What kind of leadership is needed in today's public schools? This question was vigorously debated by four panelists, all of whom have recently written books on the topic.
Steven Gross of Trinity College (Vt.), author of Staying Centered: Curriculum Leadership in a Turbulent Era, described qualities common to successful school leaders he has studied, such as their determination to "stay centered on students and learning" and their ability to be "highly engaged but never overwhelmed."

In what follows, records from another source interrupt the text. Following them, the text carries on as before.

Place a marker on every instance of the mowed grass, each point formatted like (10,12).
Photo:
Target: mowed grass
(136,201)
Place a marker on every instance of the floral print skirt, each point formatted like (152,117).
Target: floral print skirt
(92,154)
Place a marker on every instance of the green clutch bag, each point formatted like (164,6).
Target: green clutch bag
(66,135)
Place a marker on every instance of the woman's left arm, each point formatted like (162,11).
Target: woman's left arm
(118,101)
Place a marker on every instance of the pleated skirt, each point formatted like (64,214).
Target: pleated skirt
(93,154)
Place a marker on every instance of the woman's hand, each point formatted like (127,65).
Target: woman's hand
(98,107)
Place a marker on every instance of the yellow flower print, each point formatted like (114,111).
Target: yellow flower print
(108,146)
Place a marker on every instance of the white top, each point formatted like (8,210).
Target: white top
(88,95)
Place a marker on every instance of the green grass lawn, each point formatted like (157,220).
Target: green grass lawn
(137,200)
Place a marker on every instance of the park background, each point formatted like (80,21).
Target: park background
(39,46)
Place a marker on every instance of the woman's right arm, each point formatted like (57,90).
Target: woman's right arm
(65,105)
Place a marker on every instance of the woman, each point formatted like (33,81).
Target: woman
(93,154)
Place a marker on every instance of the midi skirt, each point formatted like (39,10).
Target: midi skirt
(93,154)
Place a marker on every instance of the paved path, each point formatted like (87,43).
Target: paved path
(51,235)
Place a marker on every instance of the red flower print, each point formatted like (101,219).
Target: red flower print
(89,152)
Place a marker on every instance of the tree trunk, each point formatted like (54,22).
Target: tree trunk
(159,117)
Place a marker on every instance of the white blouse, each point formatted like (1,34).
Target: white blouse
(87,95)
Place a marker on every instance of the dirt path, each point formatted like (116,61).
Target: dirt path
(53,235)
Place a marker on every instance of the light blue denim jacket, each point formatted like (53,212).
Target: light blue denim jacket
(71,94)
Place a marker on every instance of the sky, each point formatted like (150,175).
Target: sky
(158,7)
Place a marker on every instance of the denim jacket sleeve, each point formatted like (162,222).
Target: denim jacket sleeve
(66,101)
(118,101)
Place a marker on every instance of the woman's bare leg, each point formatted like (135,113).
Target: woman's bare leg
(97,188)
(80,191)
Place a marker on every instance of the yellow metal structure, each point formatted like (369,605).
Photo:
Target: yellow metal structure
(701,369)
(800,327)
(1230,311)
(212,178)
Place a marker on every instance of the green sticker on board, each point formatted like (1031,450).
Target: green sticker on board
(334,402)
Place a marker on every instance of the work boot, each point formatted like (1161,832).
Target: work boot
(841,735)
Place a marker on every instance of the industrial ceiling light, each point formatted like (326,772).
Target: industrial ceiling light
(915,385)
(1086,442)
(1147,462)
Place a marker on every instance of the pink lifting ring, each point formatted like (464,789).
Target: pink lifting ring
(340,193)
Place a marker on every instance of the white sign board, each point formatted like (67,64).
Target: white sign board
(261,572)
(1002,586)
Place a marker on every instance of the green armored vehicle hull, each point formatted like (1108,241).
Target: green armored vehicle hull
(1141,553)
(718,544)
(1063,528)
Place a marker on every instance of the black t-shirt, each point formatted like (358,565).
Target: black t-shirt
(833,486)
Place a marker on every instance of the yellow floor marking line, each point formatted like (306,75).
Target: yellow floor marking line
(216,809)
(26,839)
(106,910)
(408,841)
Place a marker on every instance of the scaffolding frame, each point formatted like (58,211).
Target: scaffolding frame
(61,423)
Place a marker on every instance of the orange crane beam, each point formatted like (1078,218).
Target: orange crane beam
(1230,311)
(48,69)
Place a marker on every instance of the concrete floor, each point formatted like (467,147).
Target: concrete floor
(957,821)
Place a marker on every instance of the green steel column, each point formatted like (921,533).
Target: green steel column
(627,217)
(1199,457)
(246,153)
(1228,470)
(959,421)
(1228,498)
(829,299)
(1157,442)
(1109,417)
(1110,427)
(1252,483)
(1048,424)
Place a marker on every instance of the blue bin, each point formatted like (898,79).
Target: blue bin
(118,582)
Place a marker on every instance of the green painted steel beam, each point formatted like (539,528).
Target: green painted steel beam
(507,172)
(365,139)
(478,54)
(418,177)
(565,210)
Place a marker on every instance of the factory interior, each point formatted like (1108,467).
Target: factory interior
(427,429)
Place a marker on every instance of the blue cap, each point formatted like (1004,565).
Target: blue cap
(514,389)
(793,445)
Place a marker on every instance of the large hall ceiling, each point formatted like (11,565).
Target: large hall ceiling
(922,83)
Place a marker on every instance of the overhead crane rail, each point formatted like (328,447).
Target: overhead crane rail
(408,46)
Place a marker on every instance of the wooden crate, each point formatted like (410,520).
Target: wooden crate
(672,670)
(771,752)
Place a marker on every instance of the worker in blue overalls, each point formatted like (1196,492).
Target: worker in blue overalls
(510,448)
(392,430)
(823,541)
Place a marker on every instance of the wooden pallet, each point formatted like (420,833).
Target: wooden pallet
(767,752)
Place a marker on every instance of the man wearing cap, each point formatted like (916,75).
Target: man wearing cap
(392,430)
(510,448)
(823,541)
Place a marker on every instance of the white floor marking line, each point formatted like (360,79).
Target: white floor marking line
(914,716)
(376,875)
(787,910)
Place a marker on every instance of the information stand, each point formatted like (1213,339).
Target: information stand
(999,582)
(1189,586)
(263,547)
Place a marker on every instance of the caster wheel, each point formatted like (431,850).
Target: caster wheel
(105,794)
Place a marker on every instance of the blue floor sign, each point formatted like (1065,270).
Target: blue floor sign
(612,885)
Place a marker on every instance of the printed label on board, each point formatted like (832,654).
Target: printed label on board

ASCD's Executive Director, Gene Carter, coauthor of The American School Superintendent: Leading in an Age of Pressure, emphasized that school leaders must have a compelling purpose, integrity, and a strong sense of ethics. "Talent and power amount to nothing if you're not ethical," he said. School leaders must also be able to deal with the chaos and ambiguity that characterize "the real guts of what actually occurs at the school-site level," he added.

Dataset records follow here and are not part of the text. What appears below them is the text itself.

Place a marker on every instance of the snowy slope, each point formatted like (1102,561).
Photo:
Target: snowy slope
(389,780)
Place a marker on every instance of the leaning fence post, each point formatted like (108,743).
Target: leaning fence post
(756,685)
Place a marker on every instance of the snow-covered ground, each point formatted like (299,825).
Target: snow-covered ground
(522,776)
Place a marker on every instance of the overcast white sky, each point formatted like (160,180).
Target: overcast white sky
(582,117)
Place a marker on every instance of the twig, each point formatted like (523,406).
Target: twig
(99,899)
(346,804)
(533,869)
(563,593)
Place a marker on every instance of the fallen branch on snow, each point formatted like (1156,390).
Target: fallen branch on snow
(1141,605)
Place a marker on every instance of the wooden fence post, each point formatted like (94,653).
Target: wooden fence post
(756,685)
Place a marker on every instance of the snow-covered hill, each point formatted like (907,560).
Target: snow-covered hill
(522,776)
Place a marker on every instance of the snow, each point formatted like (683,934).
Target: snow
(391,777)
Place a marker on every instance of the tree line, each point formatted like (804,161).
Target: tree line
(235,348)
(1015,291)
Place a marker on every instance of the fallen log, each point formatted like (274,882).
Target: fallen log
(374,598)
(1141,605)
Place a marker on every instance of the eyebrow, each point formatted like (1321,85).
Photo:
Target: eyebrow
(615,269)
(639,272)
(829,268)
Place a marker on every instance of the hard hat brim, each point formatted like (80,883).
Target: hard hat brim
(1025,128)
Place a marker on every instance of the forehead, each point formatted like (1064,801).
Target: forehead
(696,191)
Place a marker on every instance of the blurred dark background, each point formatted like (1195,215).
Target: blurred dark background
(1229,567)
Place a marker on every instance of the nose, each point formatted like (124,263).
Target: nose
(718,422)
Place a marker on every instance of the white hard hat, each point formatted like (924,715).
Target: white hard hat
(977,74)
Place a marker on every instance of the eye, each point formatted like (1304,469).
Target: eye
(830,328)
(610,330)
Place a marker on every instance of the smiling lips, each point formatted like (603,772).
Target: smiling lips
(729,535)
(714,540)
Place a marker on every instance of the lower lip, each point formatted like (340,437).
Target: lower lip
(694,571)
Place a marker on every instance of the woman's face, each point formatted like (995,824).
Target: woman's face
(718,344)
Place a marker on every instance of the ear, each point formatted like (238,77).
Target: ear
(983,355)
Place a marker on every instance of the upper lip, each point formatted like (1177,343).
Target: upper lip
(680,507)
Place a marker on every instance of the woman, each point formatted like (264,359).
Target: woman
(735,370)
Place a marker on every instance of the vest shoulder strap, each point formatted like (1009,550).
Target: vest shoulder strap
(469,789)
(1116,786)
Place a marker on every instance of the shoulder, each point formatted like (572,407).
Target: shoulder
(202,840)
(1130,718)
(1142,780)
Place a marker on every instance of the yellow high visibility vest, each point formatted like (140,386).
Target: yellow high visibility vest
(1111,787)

Tom Sergiovanni of Trinity University (Tex.), author of Leadership for the Schoolhouse, suggested that schools should become more like social organizations, where leaders are less important than common allegiance to shared ideas and values. Sergiovanni also criticized traditional "rational" views of school management, which focus on monitoring and assessing performance. "I'm sick of Total Quality Management and results," he said. "One wouldn't think of a family or a faith community in terms of performance outcomes."

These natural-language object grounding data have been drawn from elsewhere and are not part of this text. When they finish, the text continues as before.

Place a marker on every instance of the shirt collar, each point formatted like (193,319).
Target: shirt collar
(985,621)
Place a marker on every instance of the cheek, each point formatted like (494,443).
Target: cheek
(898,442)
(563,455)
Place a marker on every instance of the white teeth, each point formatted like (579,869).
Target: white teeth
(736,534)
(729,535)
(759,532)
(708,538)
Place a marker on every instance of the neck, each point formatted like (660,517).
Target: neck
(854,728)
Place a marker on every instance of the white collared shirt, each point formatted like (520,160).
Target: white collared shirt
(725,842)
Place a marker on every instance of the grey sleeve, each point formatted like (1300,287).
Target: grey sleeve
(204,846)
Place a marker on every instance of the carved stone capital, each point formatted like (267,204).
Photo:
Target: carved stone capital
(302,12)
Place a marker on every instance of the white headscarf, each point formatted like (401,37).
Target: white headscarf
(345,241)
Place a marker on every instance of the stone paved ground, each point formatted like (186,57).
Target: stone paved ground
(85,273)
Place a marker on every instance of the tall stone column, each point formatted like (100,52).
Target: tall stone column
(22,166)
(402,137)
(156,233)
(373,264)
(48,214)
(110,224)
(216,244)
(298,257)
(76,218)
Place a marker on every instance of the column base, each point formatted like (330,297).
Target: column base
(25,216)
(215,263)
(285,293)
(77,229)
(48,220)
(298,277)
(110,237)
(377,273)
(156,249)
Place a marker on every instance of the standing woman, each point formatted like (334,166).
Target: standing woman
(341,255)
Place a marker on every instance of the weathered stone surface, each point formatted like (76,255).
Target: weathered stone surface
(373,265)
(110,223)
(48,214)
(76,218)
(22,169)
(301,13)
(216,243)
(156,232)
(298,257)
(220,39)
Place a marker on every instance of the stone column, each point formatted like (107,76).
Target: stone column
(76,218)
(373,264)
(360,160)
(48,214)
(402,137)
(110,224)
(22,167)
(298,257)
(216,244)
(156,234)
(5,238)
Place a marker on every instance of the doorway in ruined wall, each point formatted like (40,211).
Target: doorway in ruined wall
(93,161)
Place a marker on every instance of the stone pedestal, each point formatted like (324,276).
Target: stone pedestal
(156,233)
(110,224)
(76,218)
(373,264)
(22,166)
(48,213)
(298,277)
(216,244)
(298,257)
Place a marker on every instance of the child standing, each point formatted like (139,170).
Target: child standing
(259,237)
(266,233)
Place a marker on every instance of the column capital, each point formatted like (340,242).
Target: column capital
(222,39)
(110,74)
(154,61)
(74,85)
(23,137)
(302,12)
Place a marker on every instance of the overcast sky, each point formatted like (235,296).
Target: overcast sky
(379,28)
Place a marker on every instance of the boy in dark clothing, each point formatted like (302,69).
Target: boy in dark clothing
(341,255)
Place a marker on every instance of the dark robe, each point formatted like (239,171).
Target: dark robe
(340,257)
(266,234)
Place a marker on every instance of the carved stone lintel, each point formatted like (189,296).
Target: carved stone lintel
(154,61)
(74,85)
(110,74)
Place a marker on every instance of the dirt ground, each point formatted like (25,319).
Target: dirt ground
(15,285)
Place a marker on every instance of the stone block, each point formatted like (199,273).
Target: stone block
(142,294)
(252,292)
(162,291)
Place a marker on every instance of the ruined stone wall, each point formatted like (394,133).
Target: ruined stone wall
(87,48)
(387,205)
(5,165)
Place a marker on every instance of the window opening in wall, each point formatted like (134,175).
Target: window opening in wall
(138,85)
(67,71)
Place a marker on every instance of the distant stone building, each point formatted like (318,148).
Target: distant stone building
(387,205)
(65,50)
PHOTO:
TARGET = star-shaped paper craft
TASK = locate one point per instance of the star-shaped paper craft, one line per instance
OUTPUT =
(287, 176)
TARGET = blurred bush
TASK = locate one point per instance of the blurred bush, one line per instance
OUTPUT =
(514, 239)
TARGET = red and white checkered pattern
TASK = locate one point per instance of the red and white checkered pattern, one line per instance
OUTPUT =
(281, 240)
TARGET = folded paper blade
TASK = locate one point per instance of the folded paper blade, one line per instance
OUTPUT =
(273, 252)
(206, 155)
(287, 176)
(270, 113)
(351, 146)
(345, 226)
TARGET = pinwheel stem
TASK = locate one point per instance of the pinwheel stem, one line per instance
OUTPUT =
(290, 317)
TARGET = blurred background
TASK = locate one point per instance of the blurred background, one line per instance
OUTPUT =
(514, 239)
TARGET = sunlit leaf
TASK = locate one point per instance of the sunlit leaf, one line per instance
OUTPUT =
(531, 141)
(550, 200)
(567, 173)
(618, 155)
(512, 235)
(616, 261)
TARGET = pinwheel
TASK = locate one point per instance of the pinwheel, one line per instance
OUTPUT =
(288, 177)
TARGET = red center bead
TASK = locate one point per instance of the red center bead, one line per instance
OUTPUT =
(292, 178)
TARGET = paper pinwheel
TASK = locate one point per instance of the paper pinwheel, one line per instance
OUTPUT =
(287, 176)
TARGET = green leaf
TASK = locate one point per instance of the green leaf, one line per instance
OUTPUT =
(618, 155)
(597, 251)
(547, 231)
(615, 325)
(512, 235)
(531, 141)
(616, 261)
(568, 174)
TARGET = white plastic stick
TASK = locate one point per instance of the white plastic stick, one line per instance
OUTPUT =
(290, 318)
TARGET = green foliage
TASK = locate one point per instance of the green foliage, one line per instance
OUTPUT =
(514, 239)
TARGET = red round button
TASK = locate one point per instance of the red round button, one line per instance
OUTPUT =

Mike Schmoker of the Havasu City (Ariz.) Public Schools, author of Results: The Key to Continuous School Improvement, confessed himself bewildered by Sergiovanni's "strong critique" of school management that emphasizes data collection and performance outcomes. Schmoker defended the need for educators to define—and insist upon—results. Many schools, he said, "have made dramatic gains by using things that I think you're a little too critical of: data-based teamwork, continuous improvement processes, and even a lot of the stuff we've learned from people like Tom Peters."
In response, Sergiovanni contrasted the "life world" of an enterprise—its cultural life and sense of community—with the "systems world," or managerial side. Increasingly, he charged, the systems world is dominating the life world.
"These are not mutually exclusive realities," Schmoker insisted. "I've seen lessons in the literature from the business and organizational world that link to education in ways that have made a real, palpable difference for real kids—including the lowest-achieving—in many, many schools."